Manually unrolling the loop gives you more flexibility to achieve these things.
And finally, two obvious tools you should use rather than guessing about the cache behavior:
A profiler, and cachegrind if available. A good profiler can tell you a lot of statistics on cache misses, and cachegrind give you a lot of information too.
Us here at StackOverflow. If you post your loop code and ask how its performance can be improved, I'm sure a lot of us will find it a fun challenge.
But as others have mentioned, when working with performance, don't guess. You need hard data and measurements, not hunches and gut feelings.
Unless your code does something completely different in between writing to the array, then most of the array will probably be kept in the cache.
Unfortunately there isn't anything you can do to affect what is in the cache, apart from rewriting your algorithm with the cache in mind. Try to use as little memory as possible in between writing to the memory: don't use lot's of variables, don't call many other functions, and try to write to the same region of the array consecutively.
I doubt that this is possible, at least on a high-level multitasking operating system.
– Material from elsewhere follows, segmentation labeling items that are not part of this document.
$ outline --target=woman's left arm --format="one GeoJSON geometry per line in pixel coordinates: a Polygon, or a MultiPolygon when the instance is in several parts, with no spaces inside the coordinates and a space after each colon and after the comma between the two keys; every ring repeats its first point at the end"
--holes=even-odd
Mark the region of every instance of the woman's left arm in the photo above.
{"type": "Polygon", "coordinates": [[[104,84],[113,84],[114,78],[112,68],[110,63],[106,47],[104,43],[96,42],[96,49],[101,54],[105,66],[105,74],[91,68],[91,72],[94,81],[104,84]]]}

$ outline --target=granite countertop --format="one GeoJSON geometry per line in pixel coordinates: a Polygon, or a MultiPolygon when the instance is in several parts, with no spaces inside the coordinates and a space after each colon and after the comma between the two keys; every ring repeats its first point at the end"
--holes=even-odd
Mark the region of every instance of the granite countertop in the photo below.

You can't guarantee that your process won't be pre-empted, and lose the CPU. If your process then owns the cache, other processes can't use it, which would make their exeucution very slow, and complicate things a great deal. You really don't want to run a modern several-GHz processor without cache, just because one application has locked all others out of it.
In this case, array2 will be quite "hot" and stay in cache for that reason alone. The trick is keeping array1 out of cache (!). You're reading it only once, so there is no point in caching it. The SSE instruction for that is MOVNTPD, intrinsic void_mm_stream_pd(double *destination, __m128i source)
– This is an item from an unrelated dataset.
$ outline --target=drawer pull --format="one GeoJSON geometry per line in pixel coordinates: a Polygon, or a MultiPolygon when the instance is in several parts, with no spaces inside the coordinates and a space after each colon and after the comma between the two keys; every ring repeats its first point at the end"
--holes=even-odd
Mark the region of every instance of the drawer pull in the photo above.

Even if you could, it's a bad idea.
Modern desktop computers use multiple-core CPUs. Intel's chips are the most common chips in Desktop machines... but the Core and Core 2 processors don't share an on-die cache.
That is, didn't share a cache until the Core 2 i7 chips were released, which share an on-die 8MB L3 cache.
So, if you were able to lock data in the cache on the computer I'm typing this from, you can't even guarantee this process will be scheduled on the same core, so that cache lock may be totally useless.
If your writes are slow, make sure that no other CPU core is writing in the same memory area at the same time.
When you have a performance problem, don't assume anything, measure first. For example, comment out the writes, and see if the performance is any different.
If you are writing to an array of structures, use a structure pointer to cache the address of the structure so you are not doing the array multiply each time you do an access. Make sure you are using the native word length for the array indexer variable for maximum optimisation.
As other people have said, you can't control this directly, but changing your code may indirectly enable better caching. If you're running on linux and want to get more insight into what's happening with the CPU cache when your program runs, you can use the Cachegrind tool, part of the Valgrind suite. It's a simulation of a processor, so it's not totally realistic, but it gives you information that is hard to get any other way.
It might be possible to use some assembly code, or as onebyone pointed out, assembly intrinsics, to prefetch lines of memory into the cache, but that would cost a lot of time to tinker with it.
Just for trial, try to read in all the data (in a manner that the compiler won't optimize away), and then do the write. See if that helps.
In the early boot phases of CoreBoot (formerly LinuxBIOS) since they have no access to RAM yet (we are talking about BIOS code, and therefore the RAM hasn't been initialized yet) they set up something they call Cache-as-RAM (CAR), i.e. they use the processor cache as RAM even if not backed by actual RAM.